Впрочем, в чём меня только не обвиняют. Например, даже в том, что не мог я быть врачом в 13-й больнице города Киева, так как в Киеве такой больницы нет. Что я могу сказать по этому поводу? Допускаю, что обвиняющий меня прав, что такой больницы сейчас действительно нет. Не знаю. Тридцать три года с лишним назад, слава Всевышнему, я навсегда покинул Киев. Какие перемены произошли там за эти годы? Какие больницы исчезли? Какие появились? Не знаю. Знаю только, что работал именно в 13-й больнице на Козловке. За несколько лет до моего отъезда больница ещё называлась 2-й Печерской. В ту пору была знаменита лучшим в Киеве хирургическим отделением, в котором я имел счастье работать вместе с замечательными врачами. Но почему бы меня не обвинить в обмане?
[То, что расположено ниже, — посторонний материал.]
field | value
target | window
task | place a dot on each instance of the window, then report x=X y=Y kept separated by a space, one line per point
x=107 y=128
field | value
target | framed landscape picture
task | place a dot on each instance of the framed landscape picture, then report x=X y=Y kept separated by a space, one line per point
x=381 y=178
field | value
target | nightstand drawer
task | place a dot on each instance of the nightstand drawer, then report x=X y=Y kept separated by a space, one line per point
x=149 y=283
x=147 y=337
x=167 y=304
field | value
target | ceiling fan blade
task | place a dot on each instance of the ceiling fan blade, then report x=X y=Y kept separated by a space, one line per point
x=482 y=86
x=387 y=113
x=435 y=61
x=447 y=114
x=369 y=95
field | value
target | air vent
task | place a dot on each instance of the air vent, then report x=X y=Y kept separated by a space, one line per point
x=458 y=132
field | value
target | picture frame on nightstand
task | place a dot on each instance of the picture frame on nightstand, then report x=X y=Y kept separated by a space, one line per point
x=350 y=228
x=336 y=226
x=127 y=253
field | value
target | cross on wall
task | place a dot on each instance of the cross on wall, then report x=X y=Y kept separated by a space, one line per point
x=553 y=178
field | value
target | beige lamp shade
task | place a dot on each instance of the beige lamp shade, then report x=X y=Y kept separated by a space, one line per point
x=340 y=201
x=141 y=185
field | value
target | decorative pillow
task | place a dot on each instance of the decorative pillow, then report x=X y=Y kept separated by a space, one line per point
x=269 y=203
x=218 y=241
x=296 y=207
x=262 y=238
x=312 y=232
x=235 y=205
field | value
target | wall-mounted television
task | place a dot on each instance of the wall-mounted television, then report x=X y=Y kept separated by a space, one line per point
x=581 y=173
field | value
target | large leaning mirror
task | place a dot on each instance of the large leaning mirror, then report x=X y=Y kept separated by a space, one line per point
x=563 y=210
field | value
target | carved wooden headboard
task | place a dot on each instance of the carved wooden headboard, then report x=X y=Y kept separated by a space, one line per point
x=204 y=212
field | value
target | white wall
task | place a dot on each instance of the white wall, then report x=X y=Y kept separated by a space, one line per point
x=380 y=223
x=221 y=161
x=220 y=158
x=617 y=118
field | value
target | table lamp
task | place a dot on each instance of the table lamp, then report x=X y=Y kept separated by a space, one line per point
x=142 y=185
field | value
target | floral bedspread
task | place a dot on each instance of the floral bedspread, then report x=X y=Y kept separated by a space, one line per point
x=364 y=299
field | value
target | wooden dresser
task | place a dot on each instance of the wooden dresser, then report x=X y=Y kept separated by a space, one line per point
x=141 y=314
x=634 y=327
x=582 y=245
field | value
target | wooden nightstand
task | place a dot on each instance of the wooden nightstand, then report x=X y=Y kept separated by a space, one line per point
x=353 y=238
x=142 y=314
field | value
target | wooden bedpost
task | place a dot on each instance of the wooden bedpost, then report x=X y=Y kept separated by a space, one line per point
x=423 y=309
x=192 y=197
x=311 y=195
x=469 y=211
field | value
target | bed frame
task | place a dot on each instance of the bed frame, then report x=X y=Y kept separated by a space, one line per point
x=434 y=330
Можно обвинить, даже подкрепляя обвинение безупречными аргументами. В книге «Из дома рабства» я описываю телефонный разговор с профессором Фёдором Родионовичем Богдановым по поводу статьи в «Комсомольской правде», в которой генерал Доватор назван сыном белорусского крестьянина. Так вот обвиняющий поймал меня на лжи: как это тридцатилетний Доватор мог обратиться к профессору Богданову по поводу какой-то патологии опорно-двигательного аппарата? Может ли быть какая-нибудь подобная патология у такого молодого человека? Аргумент действительно безупречный. Как это я, врач, мог так соврать? Не стану же объяснять, что пациентом врача-ортопеда может быть не только тридцатилетний мужчина, а даже новорожденный.